指摘されてみると体温を入力する欄に脈拍数を入れてしまっていた。数字を入力すると上にあるグラフに自動で反映されるようになっているので、体温の青色のラインのグラフが値を振り切って急上昇してしまっている。

「あらら~。」

慌てて数字を『36.8』と入力しグラフを正常に戻した。

「あ・すみません・・・でした。」

振り返ると後ろに飯島が立ち、文の入力画面を覗いていた。

「青山さん、痛みどう?」
「あ・・はい。その自制内です。」

噂の人で今一番苦手に感じる人に話しかけられて、文はついいつも以上に緊張してしまった。近くには噂話している人たちがまだいるはずだ。『クールだ』とか『話しかけにくい』だとか言われている人に、こんなにも話しかけられては目立つに違いない。

無言で早く遠くに行ってほしいオーラを出しているつもりなのに、彼は全く気が付こうとしない。ここまで来るとわざととしか思えない。

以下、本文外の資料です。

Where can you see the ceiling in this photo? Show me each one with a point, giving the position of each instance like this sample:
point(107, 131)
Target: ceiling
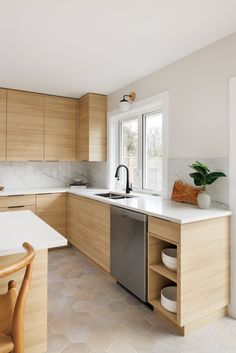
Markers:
point(70, 47)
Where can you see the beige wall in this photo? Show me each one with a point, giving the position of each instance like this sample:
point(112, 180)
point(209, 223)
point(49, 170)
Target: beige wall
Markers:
point(198, 86)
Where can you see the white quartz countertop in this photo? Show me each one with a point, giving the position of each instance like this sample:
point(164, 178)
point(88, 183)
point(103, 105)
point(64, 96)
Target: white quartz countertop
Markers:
point(151, 205)
point(24, 226)
point(157, 206)
point(30, 191)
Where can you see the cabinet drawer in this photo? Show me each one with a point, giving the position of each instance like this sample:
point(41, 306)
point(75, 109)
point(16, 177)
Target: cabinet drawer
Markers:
point(18, 208)
point(21, 200)
point(165, 229)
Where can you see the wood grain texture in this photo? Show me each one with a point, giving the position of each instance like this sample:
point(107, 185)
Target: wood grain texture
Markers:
point(92, 127)
point(204, 268)
point(165, 229)
point(21, 200)
point(89, 229)
point(25, 126)
point(3, 123)
point(36, 305)
point(83, 128)
point(183, 192)
point(52, 209)
point(72, 212)
point(60, 128)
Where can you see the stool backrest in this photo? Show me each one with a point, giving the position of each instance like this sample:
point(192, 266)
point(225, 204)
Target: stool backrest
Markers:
point(14, 308)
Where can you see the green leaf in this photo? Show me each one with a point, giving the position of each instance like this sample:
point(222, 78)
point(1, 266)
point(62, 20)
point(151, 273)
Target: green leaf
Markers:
point(201, 168)
point(214, 176)
point(198, 178)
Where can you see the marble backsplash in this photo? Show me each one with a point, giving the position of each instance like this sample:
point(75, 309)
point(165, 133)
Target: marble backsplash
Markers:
point(59, 174)
point(40, 174)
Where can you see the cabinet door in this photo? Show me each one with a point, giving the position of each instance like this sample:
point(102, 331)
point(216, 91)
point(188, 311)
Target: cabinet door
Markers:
point(94, 231)
point(25, 123)
point(72, 219)
point(52, 209)
point(92, 127)
point(60, 129)
point(98, 128)
point(3, 123)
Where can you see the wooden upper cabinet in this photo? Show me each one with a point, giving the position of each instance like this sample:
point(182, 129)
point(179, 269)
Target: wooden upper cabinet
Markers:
point(25, 124)
point(92, 127)
point(3, 123)
point(60, 129)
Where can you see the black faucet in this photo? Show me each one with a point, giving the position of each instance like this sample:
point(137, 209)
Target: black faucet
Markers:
point(128, 186)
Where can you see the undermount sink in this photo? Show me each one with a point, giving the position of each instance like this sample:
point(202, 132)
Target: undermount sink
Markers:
point(113, 196)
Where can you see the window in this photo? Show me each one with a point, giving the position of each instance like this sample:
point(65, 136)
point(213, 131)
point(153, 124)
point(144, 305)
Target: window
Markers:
point(140, 149)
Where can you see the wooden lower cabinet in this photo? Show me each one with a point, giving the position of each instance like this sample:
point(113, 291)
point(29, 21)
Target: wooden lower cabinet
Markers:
point(203, 270)
point(89, 228)
point(52, 209)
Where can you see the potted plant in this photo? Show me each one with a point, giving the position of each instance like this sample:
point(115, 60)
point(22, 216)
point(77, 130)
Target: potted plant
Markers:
point(203, 177)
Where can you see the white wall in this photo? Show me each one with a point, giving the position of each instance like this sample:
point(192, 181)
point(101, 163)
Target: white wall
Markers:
point(198, 87)
point(232, 198)
point(199, 99)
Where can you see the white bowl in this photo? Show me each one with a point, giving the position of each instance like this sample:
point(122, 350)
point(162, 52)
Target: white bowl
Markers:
point(169, 258)
point(169, 298)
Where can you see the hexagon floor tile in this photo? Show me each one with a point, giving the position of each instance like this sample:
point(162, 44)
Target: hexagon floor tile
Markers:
point(89, 313)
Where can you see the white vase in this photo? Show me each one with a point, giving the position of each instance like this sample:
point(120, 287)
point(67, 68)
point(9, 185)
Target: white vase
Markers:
point(204, 200)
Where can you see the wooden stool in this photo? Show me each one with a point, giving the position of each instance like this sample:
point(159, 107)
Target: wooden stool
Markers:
point(12, 304)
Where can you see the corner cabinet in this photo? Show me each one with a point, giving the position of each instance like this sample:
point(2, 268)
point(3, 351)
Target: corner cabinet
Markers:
point(3, 123)
point(92, 127)
point(52, 209)
point(25, 126)
point(60, 129)
point(203, 270)
point(89, 228)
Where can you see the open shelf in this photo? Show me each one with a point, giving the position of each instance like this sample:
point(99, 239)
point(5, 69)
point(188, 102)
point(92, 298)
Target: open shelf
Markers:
point(167, 314)
point(164, 271)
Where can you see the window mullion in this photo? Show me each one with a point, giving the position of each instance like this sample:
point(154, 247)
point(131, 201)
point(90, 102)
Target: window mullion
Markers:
point(140, 152)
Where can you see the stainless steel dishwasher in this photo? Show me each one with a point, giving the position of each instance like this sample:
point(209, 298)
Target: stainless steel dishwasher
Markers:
point(128, 250)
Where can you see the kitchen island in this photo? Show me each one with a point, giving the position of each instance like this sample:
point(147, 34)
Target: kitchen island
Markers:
point(17, 228)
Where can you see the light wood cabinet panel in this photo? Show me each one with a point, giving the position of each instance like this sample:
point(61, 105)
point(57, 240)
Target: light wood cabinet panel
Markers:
point(60, 128)
point(92, 127)
point(3, 123)
point(25, 126)
point(52, 209)
point(89, 229)
point(203, 270)
point(72, 221)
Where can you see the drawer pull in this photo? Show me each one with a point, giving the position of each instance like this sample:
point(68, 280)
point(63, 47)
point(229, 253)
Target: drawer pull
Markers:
point(16, 206)
point(16, 195)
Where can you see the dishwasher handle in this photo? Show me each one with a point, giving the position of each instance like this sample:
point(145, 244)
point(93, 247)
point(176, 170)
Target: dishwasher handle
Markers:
point(128, 214)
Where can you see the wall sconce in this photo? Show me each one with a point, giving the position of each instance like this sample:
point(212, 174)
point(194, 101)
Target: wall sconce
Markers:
point(125, 101)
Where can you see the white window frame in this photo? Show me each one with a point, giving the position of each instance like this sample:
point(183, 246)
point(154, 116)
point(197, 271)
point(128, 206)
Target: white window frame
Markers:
point(159, 102)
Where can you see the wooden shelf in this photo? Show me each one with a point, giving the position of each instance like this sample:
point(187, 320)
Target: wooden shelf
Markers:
point(164, 271)
point(167, 314)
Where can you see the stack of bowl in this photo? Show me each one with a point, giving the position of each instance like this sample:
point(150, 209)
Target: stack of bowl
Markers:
point(169, 258)
point(169, 298)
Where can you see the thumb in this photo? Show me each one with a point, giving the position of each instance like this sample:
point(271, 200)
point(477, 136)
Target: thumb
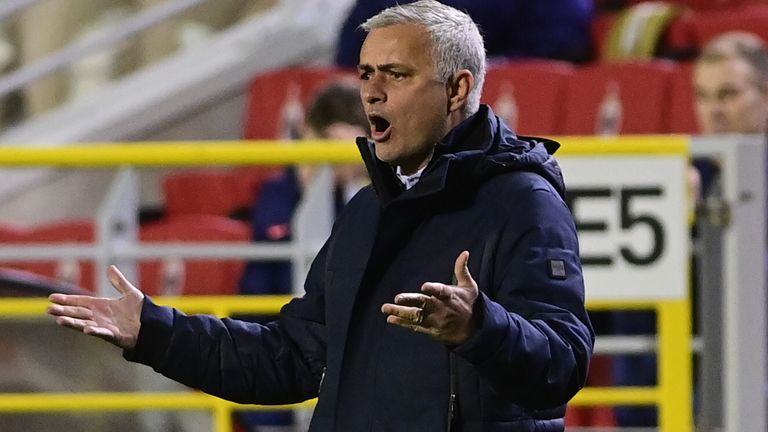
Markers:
point(120, 283)
point(461, 272)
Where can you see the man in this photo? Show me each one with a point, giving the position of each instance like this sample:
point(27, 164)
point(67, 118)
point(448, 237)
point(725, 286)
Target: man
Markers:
point(556, 29)
point(730, 81)
point(335, 113)
point(463, 242)
point(731, 85)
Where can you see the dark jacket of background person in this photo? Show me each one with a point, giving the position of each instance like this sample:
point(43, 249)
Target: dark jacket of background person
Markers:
point(271, 220)
point(484, 191)
point(556, 29)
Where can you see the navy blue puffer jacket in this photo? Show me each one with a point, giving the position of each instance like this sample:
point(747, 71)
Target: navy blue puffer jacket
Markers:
point(486, 191)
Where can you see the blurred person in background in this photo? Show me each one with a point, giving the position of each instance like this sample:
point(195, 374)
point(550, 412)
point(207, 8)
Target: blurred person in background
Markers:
point(553, 29)
point(50, 25)
point(450, 293)
point(335, 113)
point(730, 81)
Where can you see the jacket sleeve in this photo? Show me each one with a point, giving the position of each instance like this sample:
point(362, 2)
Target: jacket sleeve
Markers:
point(277, 363)
point(534, 340)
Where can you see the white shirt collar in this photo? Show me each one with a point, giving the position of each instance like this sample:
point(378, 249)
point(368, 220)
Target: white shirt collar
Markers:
point(408, 180)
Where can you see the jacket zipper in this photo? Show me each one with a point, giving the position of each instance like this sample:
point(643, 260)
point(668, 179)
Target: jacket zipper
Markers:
point(452, 400)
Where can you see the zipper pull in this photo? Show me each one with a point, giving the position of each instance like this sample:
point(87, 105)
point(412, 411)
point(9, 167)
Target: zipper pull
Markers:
point(322, 378)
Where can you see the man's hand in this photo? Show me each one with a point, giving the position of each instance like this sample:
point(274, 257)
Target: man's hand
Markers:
point(115, 320)
point(441, 311)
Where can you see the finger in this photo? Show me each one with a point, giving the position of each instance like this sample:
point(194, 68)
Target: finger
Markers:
point(74, 323)
point(461, 271)
point(71, 311)
point(406, 312)
point(411, 299)
point(119, 281)
point(100, 332)
point(71, 299)
point(439, 291)
point(410, 325)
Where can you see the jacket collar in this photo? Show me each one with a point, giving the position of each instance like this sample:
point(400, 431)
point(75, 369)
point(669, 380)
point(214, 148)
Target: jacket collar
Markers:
point(476, 149)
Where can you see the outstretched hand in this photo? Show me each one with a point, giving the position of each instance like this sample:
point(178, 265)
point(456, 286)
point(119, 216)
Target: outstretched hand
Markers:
point(115, 320)
point(441, 311)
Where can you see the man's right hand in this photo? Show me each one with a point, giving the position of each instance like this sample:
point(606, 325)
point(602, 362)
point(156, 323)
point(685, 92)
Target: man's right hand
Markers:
point(115, 320)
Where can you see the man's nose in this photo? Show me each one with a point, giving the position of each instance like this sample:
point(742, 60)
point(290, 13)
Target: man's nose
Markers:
point(373, 91)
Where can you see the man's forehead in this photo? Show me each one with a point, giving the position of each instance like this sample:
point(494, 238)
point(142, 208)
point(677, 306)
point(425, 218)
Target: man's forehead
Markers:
point(401, 44)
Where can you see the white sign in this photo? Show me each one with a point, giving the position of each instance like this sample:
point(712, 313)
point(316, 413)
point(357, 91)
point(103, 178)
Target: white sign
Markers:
point(631, 214)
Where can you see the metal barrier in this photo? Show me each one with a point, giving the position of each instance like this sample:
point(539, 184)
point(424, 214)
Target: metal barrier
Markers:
point(673, 394)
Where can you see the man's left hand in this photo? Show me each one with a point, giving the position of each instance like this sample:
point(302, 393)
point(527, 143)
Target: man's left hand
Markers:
point(441, 311)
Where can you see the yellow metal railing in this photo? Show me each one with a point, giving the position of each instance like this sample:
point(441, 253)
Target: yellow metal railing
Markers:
point(673, 394)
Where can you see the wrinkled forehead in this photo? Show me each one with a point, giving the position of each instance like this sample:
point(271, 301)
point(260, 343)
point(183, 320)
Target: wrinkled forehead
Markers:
point(398, 43)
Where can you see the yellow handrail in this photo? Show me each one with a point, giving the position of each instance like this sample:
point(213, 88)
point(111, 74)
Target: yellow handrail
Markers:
point(672, 394)
point(207, 153)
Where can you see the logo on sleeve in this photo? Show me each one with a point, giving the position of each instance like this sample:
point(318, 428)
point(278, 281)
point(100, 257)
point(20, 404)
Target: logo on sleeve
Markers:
point(556, 269)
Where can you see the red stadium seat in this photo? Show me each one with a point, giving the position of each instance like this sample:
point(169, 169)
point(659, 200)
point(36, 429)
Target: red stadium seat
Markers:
point(82, 232)
point(691, 31)
point(705, 5)
point(203, 191)
point(269, 94)
point(198, 277)
point(751, 18)
point(214, 192)
point(682, 118)
point(528, 94)
point(10, 233)
point(642, 91)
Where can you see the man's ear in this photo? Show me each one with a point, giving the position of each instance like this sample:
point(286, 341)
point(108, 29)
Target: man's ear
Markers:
point(458, 90)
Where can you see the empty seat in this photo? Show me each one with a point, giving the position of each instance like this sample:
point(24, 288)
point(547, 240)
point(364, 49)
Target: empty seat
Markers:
point(11, 233)
point(277, 100)
point(192, 277)
point(691, 31)
point(202, 191)
point(66, 269)
point(751, 18)
point(528, 94)
point(619, 98)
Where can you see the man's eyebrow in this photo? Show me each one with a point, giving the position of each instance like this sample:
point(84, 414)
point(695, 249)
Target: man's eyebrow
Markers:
point(387, 67)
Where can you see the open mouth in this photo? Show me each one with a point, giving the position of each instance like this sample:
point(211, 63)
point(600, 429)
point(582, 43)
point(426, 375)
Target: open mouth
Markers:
point(380, 127)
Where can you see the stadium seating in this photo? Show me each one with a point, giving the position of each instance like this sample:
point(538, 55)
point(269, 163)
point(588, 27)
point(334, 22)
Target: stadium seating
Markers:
point(74, 231)
point(197, 277)
point(272, 95)
point(642, 88)
point(528, 94)
point(682, 117)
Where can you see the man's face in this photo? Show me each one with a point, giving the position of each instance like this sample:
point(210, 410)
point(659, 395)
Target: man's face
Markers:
point(405, 102)
point(729, 98)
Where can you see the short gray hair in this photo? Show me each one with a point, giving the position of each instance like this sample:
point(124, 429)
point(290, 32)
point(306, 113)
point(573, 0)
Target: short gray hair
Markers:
point(456, 40)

飯島は半身になって、文の左サイドから書いている記録を覗き込んでくる。

「先生、ちょっと困ります。」

小声で文が言うと、

「なんで?」

口元に笑みを浮かべて意地悪そうに、小声で言ってくる。絶対楽しんでいる。

「だって・・・」

文は泣きそうになりながら小声で抗議しようとすると、

「帰り待っているから。」

飯島は短く小さく言うと離れ際に、

「『腫脹(しゅちょう)』の変換が『周長(しゅうちょう)』になっていいるし・・・」

これは普通の声でおかしそうに言いながら行ってしまった。